The memo goes on from there:
The Wall Street Journal reinforced this, reporting that Speaker McCarthy “wants to organize a bipartisan commission to look at the entirety of government spending, including mandatory spending programs like Medicaid and Social Security.” ....
These new statements from the Speaker demonstrate that the House GOP are reversing the promise they made to President Biden and the country in the State of the Union, and that to shield billionaires and multinational corporations from paying a cent more in taxes, they very much intend to slash Americans’ Medicare and Social Security benefits.
The American people – including majorities of conservatives – reject that approach, and support President Biden’s work to stand up for the benefits they pay their entire lives to earn.
There is something decidedly D.C. about the exchange, with each side engaged in some sleight of hand: A memo (giving the appearance of a more serious response than a statement) being put together to chastise the possible creation of a commission (being put together to stave off demands for actual legislation).

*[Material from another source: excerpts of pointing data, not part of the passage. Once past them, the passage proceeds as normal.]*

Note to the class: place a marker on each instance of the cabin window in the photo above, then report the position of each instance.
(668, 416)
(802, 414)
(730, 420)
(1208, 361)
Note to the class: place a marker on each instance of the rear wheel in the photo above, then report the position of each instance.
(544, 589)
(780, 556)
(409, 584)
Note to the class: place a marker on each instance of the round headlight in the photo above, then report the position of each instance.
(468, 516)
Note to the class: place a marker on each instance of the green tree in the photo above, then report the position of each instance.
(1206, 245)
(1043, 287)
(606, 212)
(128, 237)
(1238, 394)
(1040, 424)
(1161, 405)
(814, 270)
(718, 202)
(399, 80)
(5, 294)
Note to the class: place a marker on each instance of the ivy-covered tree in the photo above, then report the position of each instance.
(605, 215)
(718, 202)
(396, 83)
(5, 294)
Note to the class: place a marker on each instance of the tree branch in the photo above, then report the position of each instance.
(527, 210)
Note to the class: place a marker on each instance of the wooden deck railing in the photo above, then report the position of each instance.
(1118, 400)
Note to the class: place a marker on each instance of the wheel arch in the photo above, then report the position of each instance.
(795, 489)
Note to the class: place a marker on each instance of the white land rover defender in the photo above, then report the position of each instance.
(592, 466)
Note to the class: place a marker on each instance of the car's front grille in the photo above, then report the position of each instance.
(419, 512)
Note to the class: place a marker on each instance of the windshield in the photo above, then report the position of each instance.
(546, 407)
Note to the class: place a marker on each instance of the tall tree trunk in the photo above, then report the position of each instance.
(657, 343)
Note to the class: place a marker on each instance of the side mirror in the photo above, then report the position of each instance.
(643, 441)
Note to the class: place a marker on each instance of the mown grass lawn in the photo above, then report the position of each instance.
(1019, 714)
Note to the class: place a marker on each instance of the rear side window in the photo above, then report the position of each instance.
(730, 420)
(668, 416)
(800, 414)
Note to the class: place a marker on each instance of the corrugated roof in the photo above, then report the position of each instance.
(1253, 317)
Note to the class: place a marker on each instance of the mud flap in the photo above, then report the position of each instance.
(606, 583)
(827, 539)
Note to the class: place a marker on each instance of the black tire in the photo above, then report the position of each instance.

But it does underscore something larger about Biden world’s political bearing.
A president who has made the pursuit of bipartisan deals a calling card over the past year has clear limits on the places he will go for those deals. He also has some well-honed instincts — and very clear polling — about how to run campaigns and what makes voters tick … or scared.
During the 2022 midterms, abortion may have been the preeminent issue for Democrats on the ballot. But not too far behind were attacks on Sen. Rick Scott (R-Fla.) for proposing a budget blueprint that called for entitlement cuts (the senatorended up having to backtrack).
The issue of entitlement programs also played prominently in Biden’s re-election announcement. And he hit on them again Tuesday in comments at the outset of a cabinet meeting, noting that his just-signed spending agreement with the GOP “protects Social Security and Medicare and Medicaid, veterans' care, and economic progress like the $470 billion in private investment we've attracted to the United States in manufacturing, clean energy, and our historic investments to fight climate change."
Republicans, to a degree, understand it is a vulnerability. Months before Biden’s State of the Union address, Donald Trumpwarned congressional Republicans not to touch Social Security or Medicare in the debt ceiling negotiations. But, as Bates’ memo notes, a faction of the party never was comfortably on board with keeping those programs untouched. And in the debt ceiling deal aftermath, McCarthy has tried to throw that faction a bone. He may have given the White House one, too. McCarthy's office did not return a request for comment.